Erich Kron (erichk@knowbe4.com) is a security awareness advocate at KnowBe4 in Tampa, Florida, USA.
Let’s talk for a moment about the exciting world of cyber insurance. Well, I suppose it’s not really that exciting until things go wrong, but it does need some discussion given the recent events around the ransomware industry.
Cyber insurance has never been more important in an organization’s survival strategy than it is now, but things have potentially changed for the worse in the last few months. Purchasing cyber insurance was finally becoming less difficult as precedents were set and costs were becoming more predictable with respect to ransomware and data disclosure cases. Due to this refinement, it has been far easier to figure out how much coverage was needed to recover from an event, whether it was ransomware or a data breach.
That has all changed with the new trend in ransomware infections: data exfiltration.
The new ransomware landscape
In the past, the ransomware would simply kick down the door and take your data hostage, requiring a payment to gain access again. Initially this caught a lot of organizations off guard. They were not prepared to operate without digital systems, customer lists, past records, or data needed for production of manufactured parts. This triggered a new wave of concentration on data restoration. Organizations that had never felt like they were at risk of a catastrophic failure resulting in data loss suddenly had their eyes opened by the stories about other organizations. Backups were no longer the thing that just happened quietly in the background; they now quickly became a topic in board meetings.

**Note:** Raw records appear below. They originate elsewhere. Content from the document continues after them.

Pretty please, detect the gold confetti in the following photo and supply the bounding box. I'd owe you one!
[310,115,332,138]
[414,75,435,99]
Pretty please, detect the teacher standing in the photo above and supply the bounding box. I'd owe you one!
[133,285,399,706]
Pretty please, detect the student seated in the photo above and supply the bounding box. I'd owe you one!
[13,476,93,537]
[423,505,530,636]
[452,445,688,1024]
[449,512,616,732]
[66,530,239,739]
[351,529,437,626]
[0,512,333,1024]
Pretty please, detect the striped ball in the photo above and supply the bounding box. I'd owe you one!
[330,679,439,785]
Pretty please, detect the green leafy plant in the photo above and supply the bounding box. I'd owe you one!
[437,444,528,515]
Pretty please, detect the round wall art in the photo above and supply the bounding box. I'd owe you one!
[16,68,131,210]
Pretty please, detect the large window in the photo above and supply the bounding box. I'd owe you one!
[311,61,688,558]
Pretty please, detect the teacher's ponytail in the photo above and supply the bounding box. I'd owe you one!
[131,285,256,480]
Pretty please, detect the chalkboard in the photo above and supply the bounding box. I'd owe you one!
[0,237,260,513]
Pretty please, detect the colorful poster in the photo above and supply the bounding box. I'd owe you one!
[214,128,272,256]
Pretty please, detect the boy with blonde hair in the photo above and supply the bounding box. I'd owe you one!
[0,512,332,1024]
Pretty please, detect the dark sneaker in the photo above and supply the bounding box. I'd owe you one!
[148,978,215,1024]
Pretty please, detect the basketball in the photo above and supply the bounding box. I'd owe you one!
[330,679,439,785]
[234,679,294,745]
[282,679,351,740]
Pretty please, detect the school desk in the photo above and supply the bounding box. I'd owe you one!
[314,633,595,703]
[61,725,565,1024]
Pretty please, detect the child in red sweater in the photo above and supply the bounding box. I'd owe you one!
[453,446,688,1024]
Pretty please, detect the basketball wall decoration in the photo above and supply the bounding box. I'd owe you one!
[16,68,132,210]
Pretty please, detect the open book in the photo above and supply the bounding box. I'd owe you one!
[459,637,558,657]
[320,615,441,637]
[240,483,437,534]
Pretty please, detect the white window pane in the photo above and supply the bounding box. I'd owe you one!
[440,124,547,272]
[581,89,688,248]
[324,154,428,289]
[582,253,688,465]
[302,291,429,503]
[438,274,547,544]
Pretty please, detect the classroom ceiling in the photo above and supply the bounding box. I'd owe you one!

With the increased attention on the ability to restore data quickly and even to operate in the absence of digital systems, the need to pay the attackers when ransomware did raise its ugly head dropped dramatically. This cut into the attackers’ wallets, and they have decided to fight back.
Late in 2019, we saw the first real case of ransomware coupled with data exfiltration. Although attackers had been telling victims that they had exfiltrated data and were going to make them public if they decided not to pay, their bluff was called over and over again without consequence. The Maze ransomware strain changed this when hackers released two gigabytes of data (of a claimed 32 gigabytes) said to be exfiltrated during an earlier ransomware attack.[1] This hit the news, and with it, our idea of what to expect during a ransomware attack was fundamentally changed. No longer does the ability to restore data protect us from these cybercriminals; we have to worry about unauthorized data disclosures as well.

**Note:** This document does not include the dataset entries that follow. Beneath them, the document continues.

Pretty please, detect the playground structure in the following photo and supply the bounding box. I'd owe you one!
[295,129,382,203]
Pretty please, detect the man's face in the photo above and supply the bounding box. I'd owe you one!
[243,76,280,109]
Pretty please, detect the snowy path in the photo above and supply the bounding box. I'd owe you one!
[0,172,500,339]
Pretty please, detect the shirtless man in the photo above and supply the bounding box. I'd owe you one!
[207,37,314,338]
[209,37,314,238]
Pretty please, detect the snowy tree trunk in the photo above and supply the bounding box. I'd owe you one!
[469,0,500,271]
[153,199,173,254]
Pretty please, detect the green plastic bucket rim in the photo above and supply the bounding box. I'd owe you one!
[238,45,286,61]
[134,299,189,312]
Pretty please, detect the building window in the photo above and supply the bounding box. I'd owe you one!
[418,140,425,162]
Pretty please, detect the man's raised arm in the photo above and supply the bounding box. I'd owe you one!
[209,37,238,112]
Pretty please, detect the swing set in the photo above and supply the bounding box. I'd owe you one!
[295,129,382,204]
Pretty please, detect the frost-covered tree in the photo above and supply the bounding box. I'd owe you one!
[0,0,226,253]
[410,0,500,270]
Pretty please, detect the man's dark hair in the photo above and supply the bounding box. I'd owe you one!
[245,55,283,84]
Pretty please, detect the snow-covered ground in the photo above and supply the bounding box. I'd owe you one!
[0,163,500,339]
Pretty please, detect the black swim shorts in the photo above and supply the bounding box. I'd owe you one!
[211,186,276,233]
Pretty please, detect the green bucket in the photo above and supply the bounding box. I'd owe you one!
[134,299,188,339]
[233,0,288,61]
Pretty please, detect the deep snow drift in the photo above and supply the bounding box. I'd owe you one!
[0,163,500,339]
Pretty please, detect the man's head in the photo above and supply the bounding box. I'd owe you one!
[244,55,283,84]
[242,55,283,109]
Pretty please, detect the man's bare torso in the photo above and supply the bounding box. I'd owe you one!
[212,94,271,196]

To add even more uncertainty to the mix, the COVID-19 pandemic has caused organizations to rapidly move employees to working from home and often have to take shortcuts during the transition due to time and equipment availability constraints. This means many people are connecting to corporate networks through VPNs from their personal computers, and other security measures provided by the corporate network are not operating as initially planned. This is affecting organizations directly as well as entire supply chains, which is why in a recent Gartner survey, over half of the respondents said that data breaches are the most-increased third-party risk their organizations face.[2] This is setting up organizations to be even more exposed to a potential ransomware infection and the associated recovery.